Het begint bij mijn vriend de advocaat die mijn burgemeester een oen noemt. Hij schijnt op RTV Oost gezegd te hebben dat ook hij niet wist dat de hobbydierhouder in Heeten een vergunning moest hebben. Ik dacht alleen maar toen ik dat hoorde: “Yes! Hij trekt in een klap alle juridische grondslag onder een eventuele procedure tegen die familie weg. Hij staat voor zijn inwoners en verantwoordelijkheden. Zo doen we dat in Salland.” M’n Zwolse vriend denkt daar vanuit zijn bril gezien anders over.
Niet genoeg
En dan komen van de week de gemeentelijke mededelingen in het Weekblad. Dadema gaat een briefje sturen naar Den Haag nadat hij met een afvaardiging van de 36 getroffen pluimveehouders heeft gepraat. Dan mag ik verontwaardigd zijn. Dat is namelijk niet genoeg. Hij en ik, we weten allebei dat ze dat nog niet eens gaan uitprinten om als wc-papier te gebruiken. Ook dat het niet helpt als alleen ik een appje stuur naar het Haagse.

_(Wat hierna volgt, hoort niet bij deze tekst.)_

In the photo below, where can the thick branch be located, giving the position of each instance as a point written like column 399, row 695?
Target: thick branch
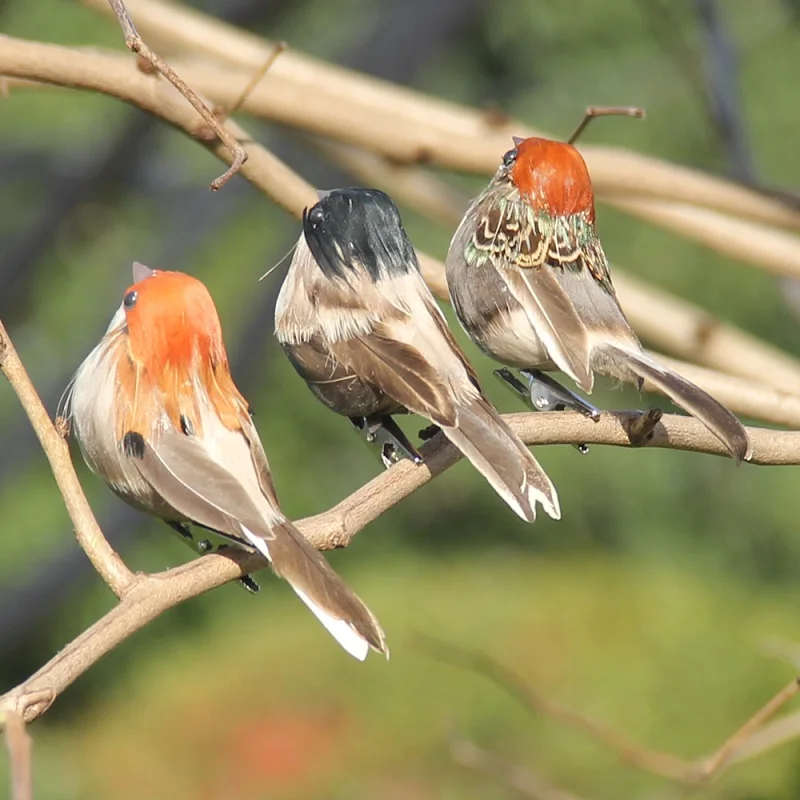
column 408, row 126
column 18, row 744
column 137, row 45
column 671, row 323
column 149, row 596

Ook dat het raar is dat, terwijl in Europa elke hobbydierhouder vanaf vijftig dieren zich moet melden in de strijd tegen deze ziekte, zodat ook hij/zij onder de verplichte screening valt, dat in Nederland pas vanaf 250 dieren is. Maar ik vind het nog gekker dat terwijl ik door het gebied rij overal de hobbydieren nog gewoon buiten lopen. En nog gekker? Dan als ambassadeur beloven er voor je boeren te staan. Ik had allang iemand van de buitendienst achter z’n schoffel weggetrokken en het gebied in gestuurd. Niet om te handhaven, maar om het gesprek aan te gaan.
gerlant@regibode.nl
wat ik niet snap, hoe krijgen de supermarkten de eieren en het kippenvlees in de winkel met dit vervoersverbod.
@Lampi,
Een citaat uit de ministeriële regeling: “In de 10 kilometerzone rondom dit bedrijf liggen in totaal 36 andere pluimveebedrijven. Minister Schouten van Landbouw, Natuur en Voedselkwaliteit heeft per direct een vervoersverbod afgekondigd in een zone van 10 kilometer rond het bedrijf in Heeten. Een vervoersverbod heeft betrekking op pluimvee, eieren, pluimveemest en gebruikt strooisel, maar ook op andere dieren en dierlijke producten afkomstig van bedrijven met gehouden gevogelte.”
Bij de supermarkten ‘houden’ ze geen dieren en zij mogen dus aanvoeren van buiten het gebied.